Modelling with Tidymodels and Parsnip - A Tidy Approach to a Classification Problem
Recently I have completed the online course Business Analysis With R focused on applied data and business science with R, which introduced me to a couple of new modelling concepts and approaches. One that especially captured my attention is parsnip
and its attempt to implement a unified modelling and analysis interface (similar to python’s scikit-learn
) to seamlessly access several modelling platforms in R.
parsnip
is the brainchild of RStudio’s Max Khun (of caret
fame) and Davis Vaughan and forms part of tidymodels
, a growing ensemble of tools to explore and iterate modelling tasks that shares a common philosophy (and a few libraries) with the tidyverse
.
Although there are a number of packages at different stages in their development, I have decided to take tidymodels
“for a spin”, so to speak, and create and execute a “tidy” modelling workflow to tackle a classification problem. My aim is to show how easy it is to fit a simple logistic regression in R’s glm
and quickly switch to a cross-validated random forest using the ranger
engine by changing only a few lines of code.
For this post in particular I’m focusing on four different libraries from the tidymodels
suite: rsample
for data sampling and cross-validation, recipes
for data preprocessing, parsnip
for model set up and estimation, and yardstick
for model assessment.
Note that the focus is on modelling workflow and libraries interaction. For that reason, I am keeping data exploration and feature engineering to a minimum.
Set up
First, I load the packages I need for this analysis.
library(tidymodels)
library(skimr)
library(tibble)
For this project I am using the Telco Customer Churn from IBM Watson Analytics, one of IBM Analytics Communities. The data contains 7,043 rows, each representing a customer, and 21 columns for the potential predictors, providing information to forecast customer behaviour and help develop focused customer retention programmes.
Churn
is the Dependent Variable and shows the customers who left within the last month. The dataset also includes details on the Services that each customer has signed up for, along with Customer Account and Demographic information.

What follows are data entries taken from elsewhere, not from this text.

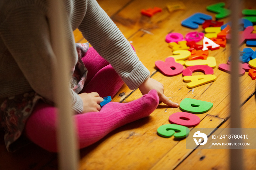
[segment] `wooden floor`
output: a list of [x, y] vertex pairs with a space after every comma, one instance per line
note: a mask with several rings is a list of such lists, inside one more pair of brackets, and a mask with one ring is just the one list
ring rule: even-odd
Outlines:
[[[214, 69], [216, 80], [194, 88], [189, 89], [181, 74], [172, 77], [163, 76], [155, 67], [157, 60], [164, 61], [172, 55], [172, 49], [165, 40], [169, 33], [179, 32], [185, 35], [195, 30], [181, 26], [181, 21], [197, 12], [212, 16], [215, 13], [206, 7], [219, 1], [182, 0], [186, 9], [171, 12], [166, 4], [176, 1], [165, 0], [98, 0], [102, 8], [135, 47], [140, 60], [148, 69], [152, 77], [165, 86], [166, 95], [180, 103], [185, 98], [211, 102], [213, 107], [206, 113], [198, 115], [200, 123], [196, 128], [226, 128], [230, 127], [230, 75], [218, 69], [226, 63], [230, 56], [230, 45], [225, 48], [209, 51], [209, 56], [216, 58]], [[226, 0], [226, 7], [230, 4]], [[244, 1], [242, 9], [256, 9], [256, 1]], [[142, 9], [157, 7], [162, 11], [151, 18], [142, 15]], [[226, 23], [229, 18], [221, 20]], [[202, 26], [195, 30], [202, 31]], [[79, 31], [74, 32], [76, 42], [86, 42]], [[202, 42], [199, 42], [199, 43]], [[241, 50], [246, 47], [242, 46]], [[252, 47], [255, 50], [255, 47]], [[195, 73], [193, 75], [201, 74]], [[244, 128], [255, 128], [256, 124], [256, 80], [246, 72], [240, 77], [241, 121]], [[113, 98], [114, 101], [128, 102], [142, 96], [138, 90], [132, 91], [124, 85]], [[157, 134], [158, 127], [169, 123], [172, 114], [180, 112], [163, 104], [148, 117], [116, 130], [96, 143], [80, 151], [80, 169], [227, 169], [229, 167], [229, 151], [225, 149], [186, 149], [185, 139], [161, 137]], [[191, 131], [192, 128], [190, 128]], [[214, 134], [214, 133], [213, 134]], [[3, 136], [1, 134], [1, 136]], [[33, 144], [14, 153], [8, 152], [3, 139], [0, 140], [0, 169], [52, 170], [57, 169], [57, 154], [50, 153]], [[245, 169], [255, 169], [256, 150], [244, 150]]]

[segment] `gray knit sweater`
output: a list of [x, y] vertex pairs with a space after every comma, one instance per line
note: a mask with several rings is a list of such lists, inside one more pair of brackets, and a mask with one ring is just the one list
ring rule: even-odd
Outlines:
[[[131, 89], [147, 78], [149, 72], [95, 0], [63, 1], [71, 67], [78, 59], [72, 32], [78, 28]], [[55, 56], [51, 45], [50, 10], [46, 0], [0, 1], [0, 103], [32, 90], [53, 100], [51, 63]], [[71, 93], [72, 108], [80, 112], [82, 99], [71, 89]]]

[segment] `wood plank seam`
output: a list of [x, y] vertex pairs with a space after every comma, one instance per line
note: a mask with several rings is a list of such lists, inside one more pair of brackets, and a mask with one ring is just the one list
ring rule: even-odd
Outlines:
[[113, 16], [114, 15], [117, 15], [117, 13], [119, 13], [121, 11], [123, 10], [125, 8], [126, 8], [126, 7], [127, 7], [131, 3], [132, 3], [132, 2], [134, 1], [134, 0], [131, 0], [128, 3], [127, 3], [126, 4], [125, 4], [121, 8], [119, 9], [118, 9], [117, 11], [116, 11], [110, 17], [110, 18], [112, 19], [112, 17], [113, 17]]
[[[219, 127], [220, 127], [221, 126], [221, 125], [222, 125], [225, 122], [226, 122], [227, 121], [227, 119], [226, 119], [226, 119], [224, 119], [222, 118], [221, 118], [221, 117], [219, 117], [219, 116], [216, 116], [216, 115], [209, 115], [209, 114], [207, 114], [207, 115], [206, 115], [203, 118], [203, 119], [202, 119], [202, 120], [201, 120], [201, 121], [202, 121], [204, 119], [204, 118], [206, 117], [206, 116], [207, 116], [207, 115], [209, 115], [209, 116], [214, 116], [214, 117], [218, 117], [218, 118], [221, 118], [221, 119], [223, 119], [223, 120], [224, 120], [217, 127], [216, 127], [216, 128], [215, 128], [215, 129], [213, 131], [212, 131], [212, 132], [211, 132], [211, 133], [209, 135], [207, 136], [207, 137], [209, 137], [209, 136], [211, 136], [211, 135], [215, 131], [216, 131], [217, 130], [217, 129], [218, 129], [218, 128], [219, 128]], [[194, 128], [195, 128], [195, 127], [193, 127], [193, 128], [192, 128], [192, 129], [191, 129], [191, 130], [190, 130], [190, 131], [191, 131], [193, 129], [194, 129]], [[182, 161], [181, 161], [180, 162], [180, 163], [177, 165], [177, 166], [176, 166], [176, 167], [174, 168], [173, 169], [173, 170], [175, 170], [177, 167], [178, 167], [179, 165], [180, 164], [181, 164], [184, 161], [185, 161], [185, 160], [186, 160], [186, 159], [187, 158], [188, 158], [191, 154], [192, 154], [192, 153], [193, 152], [195, 151], [197, 149], [197, 148], [198, 148], [200, 146], [200, 145], [199, 145], [199, 146], [197, 146], [194, 149], [193, 149], [193, 150], [192, 150], [191, 152], [190, 153], [189, 153], [189, 154], [187, 157], [185, 157], [185, 158], [184, 158], [182, 160]]]
[[246, 103], [246, 102], [247, 102], [247, 101], [248, 101], [248, 100], [249, 100], [249, 99], [250, 99], [252, 97], [252, 96], [253, 96], [253, 95], [254, 95], [254, 94], [256, 94], [256, 91], [255, 91], [253, 92], [253, 93], [251, 95], [250, 95], [249, 96], [249, 97], [248, 97], [248, 98], [246, 98], [246, 100], [245, 100], [244, 101], [244, 102], [243, 102], [243, 103], [240, 105], [240, 107], [242, 107], [244, 104], [245, 104], [245, 103]]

telco <- readr::read_csv("WA_Fn-UseC_-Telco-Customer-Churn.csv")
telco %>%
skimr::skim()
## Skim summary statistics
## n obs: 7043
## n variables: 21
##
## -- Variable type:character --------------------------------------------------------------------------
## variable missing complete n min max empty n_unique
## Churn 0 7043 7043 2 3 0 2
## Contract 0 7043 7043 8 14 0 3
## customerID 0 7043 7043 10 10 0 7043
## Dependents 0 7043 7043 2 3 0 2
## DeviceProtection 0 7043 7043 2 19 0 3
## gender 0 7043 7043 4 6 0 2
## InternetService 0 7043 7043 2 11 0 3
## MultipleLines 0 7043 7043 2 16 0 3
## OnlineBackup 0 7043 7043 2 19 0 3
## OnlineSecurity 0 7043 7043 2 19 0 3
## PaperlessBilling 0 7043 7043 2 3 0 2
## Partner 0 7043 7043 2 3 0 2
## PaymentMethod 0 7043 7043 12 25 0 4
## PhoneService 0 7043 7043 2 3 0 2
## StreamingMovies 0 7043 7043 2 19 0 3
## StreamingTV 0 7043 7043 2 19 0 3
## TechSupport 0 7043 7043 2 19 0 3
##
## -- Variable type:numeric ----------------------------------------------------------------------------
## variable missing complete n mean sd p0 p25 p50
## MonthlyCharges 0 7043 7043 64.76 30.09 18.25 35.5 70.35
## SeniorCitizen 0 7043 7043 0.16 0.37 0 0 0
## tenure 0 7043 7043 32.37 24.56 0 9 29
## TotalCharges 11 7032 7043 2283.3 2266.77 18.8 401.45 1397.47
## p75 p100
## 89.85 118.75
## 0 1
## 55 72
## 3794.74 8684.8
There are a couple of things to notice here:
customerID is a unique identifier for each row. As such it has no descriptive or predictive power and it needs to be removed.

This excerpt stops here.